It’s been a while since I last blogged. Actually, that’s not true. I did write another blog but it was so negative and ‘woe is me’ that I decided not to post it. I did however share it with a few special friends, not for sympathy but more because I needed to get it all out of my head. I love my friends! They always know just what to say, because they have all been or are in similar places, without enabling me to continue with the negativity.
It’s the last week of round 4 of 12wbt and after much thought and decision making; I have decided I am not doing this round. I sat down and wrote a list of pros and cons which didn’t clarify my decision whether to re-join in any way, so I wrote a list of what I would need to continue my journey.

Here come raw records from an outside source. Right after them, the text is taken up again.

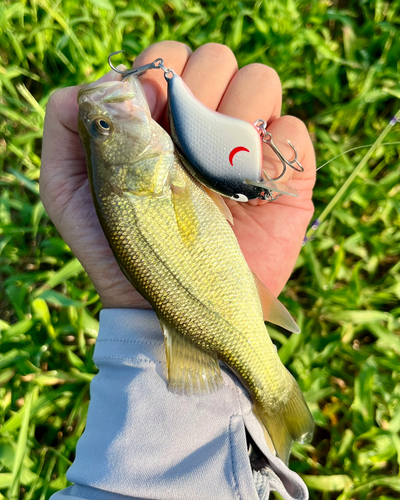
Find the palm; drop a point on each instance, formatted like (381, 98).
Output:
(270, 235)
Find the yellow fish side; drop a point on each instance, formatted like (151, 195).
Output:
(177, 249)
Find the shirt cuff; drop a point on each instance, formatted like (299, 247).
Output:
(142, 441)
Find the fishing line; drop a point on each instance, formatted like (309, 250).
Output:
(354, 149)
(315, 225)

I have the plans, the recipes and the podcasts all downloaded and ready to use and to be honest I rarely logged into the site this last round. Even my stats are nowhere near up to date. The two things that I need the most are support and mindset; support I get from a group of awesome ladies, both here and overseas and the mindset is not something a website can give me. That has to come from inside and is mixed in with support and self-belief.
So I am going it alone this round. I am getting back on track and if I feel I need it I can re-join next round. I will always be grateful to Michelle for her guidance and program and for the foundation of knowledge she has given me.

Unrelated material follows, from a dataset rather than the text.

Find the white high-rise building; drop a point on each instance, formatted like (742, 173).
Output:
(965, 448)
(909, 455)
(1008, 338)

As I am moving onto a new phase I thought it was time for a look back to see what I have achieved in the last round but more so over the last 6 months.
At first glance this last round has been a total fail; I have put on weight, I am not exercising as I was and I know my confidence and self-belief has slipped – not right back to where it was, but too far for my liking. But when I really thought about it, I realised I have learnt a lot – I know, without a doubt that I can get back to where I was, I can stop the downward spiral and I will never ever let myself go back to that sad, overweight, depressed person I was.
I believe in me which, on reflection, is something I have never really done. There has always been someone else to lean on, to share things with, to just be with, which is why I think I found life so difficult after John died and more so when my mother passed away 6 months later. Suddenly I had to make decisions without anyone to bounce them off and I was scared, so I would put things off for as long as possible. I am not saying I am now fabulous at decision making; what I am saying is I believe I can do things now. Sure, often I still procrastinate and hope the decision will be made for me but I am learning to be responsible for my life and to trust myself.
I have learnt that small bumps in the road are just that – bumps – not huge mountains.
I have learnt that I can keep going and that I can stop that little voice in my head and tell her to shut up.
I have learnt to be proud of what I have achieved – to dwell on the positive, not the negative.
I have learnt to look in the mirror and like what I see (most of the time).
I have learnt that it is okay to dream – to believe that I deserve to be the person I want to be.
I have learnt that it really doesn’t matter what other people think, of me or what I do, as long as I am happy and believe in myself.
I have learnt that I no longer want to be on a diet. I do however want to be healthy and so my aim for now is to eat 90% clean.
I have learnt that it is a lifestyle, a sustainable lifestyle that I want and if this means achieving whatever goals I have just a little slower, then so be it.
I have learnt that I don’t have to feel bad, guilty, feel like a failure or any other emotion because I can’t run, ride a bike, walk as fast as others or anything else as long as I am moving and improving on my best.
I have learnt to be kind to myself, and that it is ok to say enough is enough and my body (especially my hands right now) needs me to stop and rest for a while.
I have learnt that I need to talk to myself as I would talk to my friends. I would never ever put them down and say negative things to them so why should I do it to myself!
I have learnt that there is no pass or fail – it is just life and everyone walks down their own path and we are just where we need to be in our own personal journey.
I have learnt that I am enough, just as I am. Of course I want to be better/different and that is what gives me the incentive to keep going but until I get where I want to be, I am enough.